Thanks for all the input. This has me feeling more confident about the grizzly purchase. I intend on buying the riser block first thing, why buy all the blades I would need for the next few months work and then have to replace them with longer blades when I find out I want to resaw a 1x10. This is one of the blades I am looking at http://www.highlandwoodworking.com/index.asp?PageAction=VIEWPROD&ProdID=6075 does anyone know if it lives up to the hype? What about the cool blocks, do they make a difference? From the looks of some resaw fences I could attach a piece of mdf to the standard fence to make it taller......the same way you would for cutting tennons on a table saw. Unless there is something else mystical about them it looks that easy.


----------



## Dean Miller (Jan 29, 2009)

Thats an excellent blade for resawing. Cutting a straight line with a bandsaw is setup and practice. Try not to hug the line to close leaving room for planing or sanding. Bandsaw cuts are never perfect.


----------



## woodnthings (Jan 24, 2009)

*Bandsaws are used to resaw all the time!*



GeorgeC said:


> A bandsaw is not the tool to use to cut a straight line. Paticularly in a 2x4. I only use a bandsaw when I need to cut a curve. Even then on the very good tools that Eglin AFB has in the hobby shop my cuts are not perfect.
> The right tool for the right job. George


The question of cutting a 2x4 is a little vague, ripping, crosscutting or resawing? Who knows However, a quick look at a Grizzly catalog shows 10 different Bandsaws capable of resawing and fences to enable it. A woodworker starting out will assume it only cuts "curves" but experienced woodworkers know that's only one thing it does well. Woodmizer and other bandsaw mills cut accurately all day long, not perfectly, but accurately. When I resaw I run my just cut slab over the jointer to flatten one side for the next pass. I think I saw Norm Abrams cut tenons on a bandsaw once. I can cut 1/16th inch thin pieces on my 18" Mini Max.:yes: FYI bill


----------



## Kender (Apr 20, 2009)

The 2x4 cut I was refering to was to cut a notch out of the end. I just realized something regarding the riser block. If the guides on the saw are made for the standard height and touch the table is there enough travel in the guides so that even with a 6inch lift they will still touch the table? I'm thinking it would be a pain to have to remove the riser anytime I wanted to cut thinner boards. 

Thanks


----------



## woodnthings (Jan 24, 2009)

*Riser block kit at grizzly*

The kit at $69.00 shows a blade guide xtension bar if I am correct, so do not worry about that. A call to them will clarify, but it would be useless without one.:yes: bill


----------



## GeorgeC (Jul 30, 2008)

woodnthings said:


> The question of cutting a 2x4 is a little vague, ripping, crosscutting or resawing? Who knows However, a quick look at a Grizzly catalog shows 10 different Bandsaws capable of resawing and fences to enable it. A woodworker starting out will assume it only cuts "curves" but experienced woodworkers know that's only one thing it does well. Woodmizer and other bandsaw mills cut accurately all day long, not perfectly, but accurately. When I resaw I run my just cut slab over the jointer to flatten one side for the next pass. I think I saw Norm Abrams cut tenons on a bandsaw once. I can cut 1/16th inch thin pieces on my 18" Mini Max.:yes: FYI bill


Sorry that I was sort of brief there. I was only reacting to the original question of cutting a straight line. 

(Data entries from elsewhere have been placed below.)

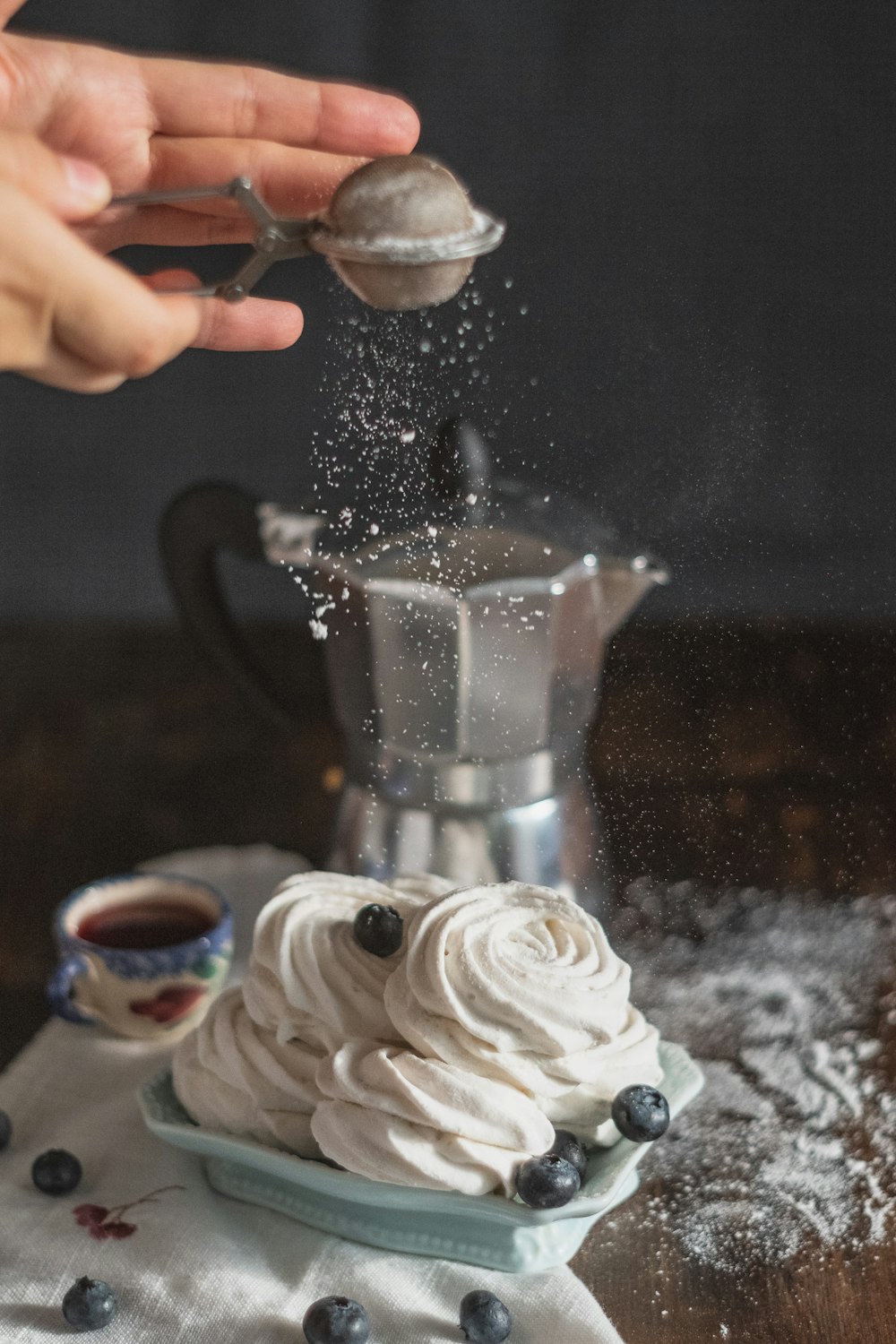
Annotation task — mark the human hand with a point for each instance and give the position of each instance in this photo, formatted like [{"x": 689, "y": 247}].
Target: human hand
[
  {"x": 164, "y": 123},
  {"x": 72, "y": 317}
]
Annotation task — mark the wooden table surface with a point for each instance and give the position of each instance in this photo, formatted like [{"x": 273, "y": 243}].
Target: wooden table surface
[{"x": 724, "y": 753}]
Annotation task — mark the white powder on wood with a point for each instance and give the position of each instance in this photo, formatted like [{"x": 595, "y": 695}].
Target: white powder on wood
[{"x": 788, "y": 1003}]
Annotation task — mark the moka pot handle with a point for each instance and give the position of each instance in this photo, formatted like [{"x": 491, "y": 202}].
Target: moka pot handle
[{"x": 201, "y": 523}]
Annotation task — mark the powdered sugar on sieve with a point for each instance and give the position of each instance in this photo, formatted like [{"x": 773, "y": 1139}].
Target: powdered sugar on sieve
[{"x": 793, "y": 1142}]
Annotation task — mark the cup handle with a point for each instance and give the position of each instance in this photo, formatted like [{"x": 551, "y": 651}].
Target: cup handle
[{"x": 59, "y": 991}]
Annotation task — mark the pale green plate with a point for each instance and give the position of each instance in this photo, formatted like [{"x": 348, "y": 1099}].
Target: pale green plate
[{"x": 481, "y": 1230}]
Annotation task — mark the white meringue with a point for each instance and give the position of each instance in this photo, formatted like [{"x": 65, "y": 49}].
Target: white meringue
[
  {"x": 411, "y": 1121},
  {"x": 308, "y": 976},
  {"x": 519, "y": 984},
  {"x": 234, "y": 1075}
]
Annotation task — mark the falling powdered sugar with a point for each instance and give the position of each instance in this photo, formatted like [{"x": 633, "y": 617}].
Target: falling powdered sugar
[{"x": 791, "y": 1147}]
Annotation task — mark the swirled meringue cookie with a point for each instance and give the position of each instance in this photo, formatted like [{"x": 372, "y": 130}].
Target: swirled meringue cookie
[
  {"x": 234, "y": 1075},
  {"x": 397, "y": 1117},
  {"x": 308, "y": 978},
  {"x": 519, "y": 984}
]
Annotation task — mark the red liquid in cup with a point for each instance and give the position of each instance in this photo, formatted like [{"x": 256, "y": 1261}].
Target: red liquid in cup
[{"x": 142, "y": 925}]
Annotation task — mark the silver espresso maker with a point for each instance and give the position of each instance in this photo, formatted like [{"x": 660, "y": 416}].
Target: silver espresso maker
[{"x": 463, "y": 663}]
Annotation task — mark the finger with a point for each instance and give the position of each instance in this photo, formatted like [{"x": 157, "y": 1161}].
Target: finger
[
  {"x": 172, "y": 279},
  {"x": 167, "y": 226},
  {"x": 252, "y": 324},
  {"x": 93, "y": 308},
  {"x": 62, "y": 368},
  {"x": 296, "y": 182},
  {"x": 8, "y": 8},
  {"x": 73, "y": 188},
  {"x": 249, "y": 102}
]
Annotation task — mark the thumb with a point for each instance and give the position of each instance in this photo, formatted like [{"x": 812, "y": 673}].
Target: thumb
[{"x": 72, "y": 188}]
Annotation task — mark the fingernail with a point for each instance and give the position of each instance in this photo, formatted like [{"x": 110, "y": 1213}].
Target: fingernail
[{"x": 85, "y": 180}]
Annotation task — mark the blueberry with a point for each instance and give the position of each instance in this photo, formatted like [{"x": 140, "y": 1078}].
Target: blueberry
[
  {"x": 336, "y": 1320},
  {"x": 56, "y": 1172},
  {"x": 379, "y": 929},
  {"x": 547, "y": 1182},
  {"x": 484, "y": 1317},
  {"x": 641, "y": 1113},
  {"x": 567, "y": 1145},
  {"x": 89, "y": 1304}
]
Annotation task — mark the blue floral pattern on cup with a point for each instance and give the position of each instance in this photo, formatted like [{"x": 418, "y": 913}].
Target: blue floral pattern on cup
[{"x": 140, "y": 992}]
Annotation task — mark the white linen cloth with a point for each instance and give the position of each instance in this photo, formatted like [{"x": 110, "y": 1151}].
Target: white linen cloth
[{"x": 201, "y": 1268}]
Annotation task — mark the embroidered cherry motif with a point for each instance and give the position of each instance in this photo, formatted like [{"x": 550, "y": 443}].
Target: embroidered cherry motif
[{"x": 104, "y": 1223}]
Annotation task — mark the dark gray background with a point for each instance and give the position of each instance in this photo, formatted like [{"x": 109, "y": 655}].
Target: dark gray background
[{"x": 700, "y": 204}]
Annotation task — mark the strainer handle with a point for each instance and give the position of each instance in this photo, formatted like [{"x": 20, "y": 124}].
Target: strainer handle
[{"x": 201, "y": 523}]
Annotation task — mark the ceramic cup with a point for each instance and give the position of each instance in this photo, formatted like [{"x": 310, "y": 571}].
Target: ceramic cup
[{"x": 142, "y": 953}]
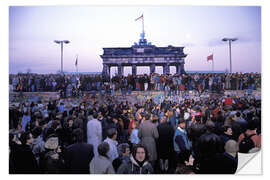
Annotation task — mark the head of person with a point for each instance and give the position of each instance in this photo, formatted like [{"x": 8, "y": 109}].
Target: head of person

Certainly resawing is a normal use of a bandsaw. I have found that to be very useful when I do not have the correct thickness wood and want something thinner. Cutting small sections is also useful.

However, my comment was regarding cutting long straight lines. That is not what a bandsaw is intended to do nor should it be used for that purpose.

G


----------



## Kender (Apr 20, 2009)

GeorgeC said:


> Sorry that I was sort of brief there. I was only reacting to the original question of cutting a straight line.
> 
> Certainly resawing is a normal use of a bandsaw. I have found that to be very useful when I do not have the correct thickness wood and want something thinner. Cutting small sections is also useful.
> 
> ...




Any long line (except resawing) is going to be cut on my table saw not only is it straighter but it is faster. I haven't made a jig yet for cutting the end of a board that is standing up, like what you would do for a tenon on a table saw. plus there are times that the TS is setup for one cut and you just need to remove some waste so the BS is nice.


----------